Sep 06, 2013 Dave King
Consumers should be well aware of the actions that can lead to increased risk of identity theft - shopping online via unsecured websites, failing to check credit reports and many others. However, all the preventive methods in the world couldn't fully eliminate this crime, which is why financial institutions need to lend a hand.
For example, short term lenders should be sure ID verification procedures are extensive to ensure identity thieves aren't able to obtain a loan using a false name. Unfortunately, criminals are becoming more sophisticated, and have been using elaborate methods to get account information, which is making it increasingly difficult to stop identity theft.
"Our bad guys like money, as most people do, but they don't want to work for it," U.S. Postal Inspector Essialani Hollier-Jackson, told Fox 6 Milwaukee. "They are counterfeiting the checks, putting a new name on the checks with the same bank information. The account number is correct, which is what the bank is checking, and they have ID that matches the name on the check."

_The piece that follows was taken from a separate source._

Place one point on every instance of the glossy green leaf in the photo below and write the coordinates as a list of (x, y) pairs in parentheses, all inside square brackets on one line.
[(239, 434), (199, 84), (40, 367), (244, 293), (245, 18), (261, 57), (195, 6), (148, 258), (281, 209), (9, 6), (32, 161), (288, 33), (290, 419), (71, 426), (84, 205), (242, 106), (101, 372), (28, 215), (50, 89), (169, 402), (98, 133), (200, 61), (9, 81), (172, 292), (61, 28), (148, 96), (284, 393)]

Identity theft can be an extremely damaging crime, especially if it leads to a drop in the victim's consumer credit score. Consumer law attorney Robert Brennan told Credit.com that this type of crime hurts credit in both known and unknown ways. In fact, even after resolution, a person's credit rating may not fully recover from having financial information compromised.
However, those who have been victimized by an identity thief, and are struggling financially, have places to turn for help - one being short term lending operations. Consumers are able to secure finances to cover essential expenses while regaining their financial footing, which can prevent late payment fees and penalties that can add up.